The agency predicted a $1.35 billion loss for the fiscal year ending Sept. 6, 2002, which would mark its third consecutive year in the red.

President Bush had already announced $175 million in aid to help defray the costs of new equipment, including irradiation technology to sanitize potentially anthrax-exposed mail, gloves and masks for workers and vacuum systems to clean mail-sorting machines. So far, the USPS has bought 4.8 million masks and 88 million gloves.

At the technical advisory committee meeting, Nolan discussed several of the security measures on the board, including using chlorine dioxide gas, “which requires more time than other methods used to sanitize mail, but it's cheaper,” he said. “However, the EPA has some problems with it.”

Officials also are considering reducing the number of collection boxes or using unique IDs on every stamp the USPS sells, “but we have to keep mail convenient for people,” Nolan said. “There is a very plausible argument that every incidence of anthrax in this country is caused by one letter. When you mix that with processes, such as our air machines blowing things around, we helped to make the problem worse. But we have begun to understand better what is going on here. We've cleaned the machines. We're back.
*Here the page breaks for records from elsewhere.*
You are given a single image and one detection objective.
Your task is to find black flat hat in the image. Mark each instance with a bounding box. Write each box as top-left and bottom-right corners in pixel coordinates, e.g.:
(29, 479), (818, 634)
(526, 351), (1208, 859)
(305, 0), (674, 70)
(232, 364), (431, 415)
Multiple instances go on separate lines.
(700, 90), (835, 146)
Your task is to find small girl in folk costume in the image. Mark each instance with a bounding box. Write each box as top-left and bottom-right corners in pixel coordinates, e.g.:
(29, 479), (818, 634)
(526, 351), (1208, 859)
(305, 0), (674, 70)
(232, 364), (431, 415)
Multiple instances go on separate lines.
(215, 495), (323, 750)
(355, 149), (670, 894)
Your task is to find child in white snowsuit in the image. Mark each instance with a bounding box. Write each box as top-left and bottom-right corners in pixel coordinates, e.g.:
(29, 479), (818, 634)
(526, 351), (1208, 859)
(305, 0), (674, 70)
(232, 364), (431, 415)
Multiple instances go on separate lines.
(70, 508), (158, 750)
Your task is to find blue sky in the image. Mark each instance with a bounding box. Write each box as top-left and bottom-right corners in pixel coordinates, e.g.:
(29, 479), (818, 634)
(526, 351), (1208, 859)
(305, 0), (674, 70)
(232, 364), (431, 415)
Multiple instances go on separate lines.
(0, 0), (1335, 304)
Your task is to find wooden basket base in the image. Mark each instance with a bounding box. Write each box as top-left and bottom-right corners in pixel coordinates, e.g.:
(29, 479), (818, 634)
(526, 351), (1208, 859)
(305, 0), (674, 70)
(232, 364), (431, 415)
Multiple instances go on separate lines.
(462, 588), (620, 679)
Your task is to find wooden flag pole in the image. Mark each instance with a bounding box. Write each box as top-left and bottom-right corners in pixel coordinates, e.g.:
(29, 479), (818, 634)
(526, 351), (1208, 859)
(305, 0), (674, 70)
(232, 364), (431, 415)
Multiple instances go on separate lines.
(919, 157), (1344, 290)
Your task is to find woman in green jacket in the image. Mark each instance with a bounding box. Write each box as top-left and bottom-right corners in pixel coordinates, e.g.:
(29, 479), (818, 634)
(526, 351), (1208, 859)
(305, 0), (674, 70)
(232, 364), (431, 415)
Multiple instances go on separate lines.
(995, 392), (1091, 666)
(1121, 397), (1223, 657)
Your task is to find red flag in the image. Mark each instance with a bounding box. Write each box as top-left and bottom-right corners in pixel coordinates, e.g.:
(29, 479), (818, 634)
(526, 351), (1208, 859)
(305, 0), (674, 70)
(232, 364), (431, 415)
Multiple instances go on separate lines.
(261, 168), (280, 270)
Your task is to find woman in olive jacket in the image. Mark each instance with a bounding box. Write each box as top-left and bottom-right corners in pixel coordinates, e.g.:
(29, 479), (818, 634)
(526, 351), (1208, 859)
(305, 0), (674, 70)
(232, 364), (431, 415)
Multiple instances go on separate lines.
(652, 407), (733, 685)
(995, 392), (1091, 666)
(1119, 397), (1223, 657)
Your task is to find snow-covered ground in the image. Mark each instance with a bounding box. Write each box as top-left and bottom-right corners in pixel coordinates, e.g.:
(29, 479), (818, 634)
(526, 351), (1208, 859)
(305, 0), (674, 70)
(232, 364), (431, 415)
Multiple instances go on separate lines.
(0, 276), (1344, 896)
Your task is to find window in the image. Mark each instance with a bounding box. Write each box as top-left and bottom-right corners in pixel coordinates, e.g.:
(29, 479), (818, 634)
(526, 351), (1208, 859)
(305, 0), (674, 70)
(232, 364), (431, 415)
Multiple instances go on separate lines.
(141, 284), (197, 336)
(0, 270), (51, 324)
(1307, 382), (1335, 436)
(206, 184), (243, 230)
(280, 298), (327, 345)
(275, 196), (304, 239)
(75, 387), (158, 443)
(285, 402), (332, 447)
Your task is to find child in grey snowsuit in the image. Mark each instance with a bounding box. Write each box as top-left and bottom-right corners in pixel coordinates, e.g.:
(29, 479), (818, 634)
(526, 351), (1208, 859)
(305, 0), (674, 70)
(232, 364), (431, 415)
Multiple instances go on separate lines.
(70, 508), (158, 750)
We're eager for a lot of Christmas volume.”

Mailers at the meeting supported the postal service's plans.

“Congress really should step up to the plate, because it's not the fault of the postal service” that these security measures must be implemented, said Joel T. Thomas, executive director of the National Association of Presort Mailers, Annapolis, MD.

However, Thomas said that no matter how much money the postal service asks for, it probably won't be enough for the security measures being discussed.

“If Congress doesn't give them the money they are asking for, they will most definitely have to raise rates,” he said. “But when and how much is the question.”

Joyce Bagby, postal logistics manager at R.J. Reynolds Tobacco Co., Winston-Salem, NC, likened it to the bailout of the airline industry.

“I suspect that Congress will give them the money they need,” she said. “This is a matter of national security.”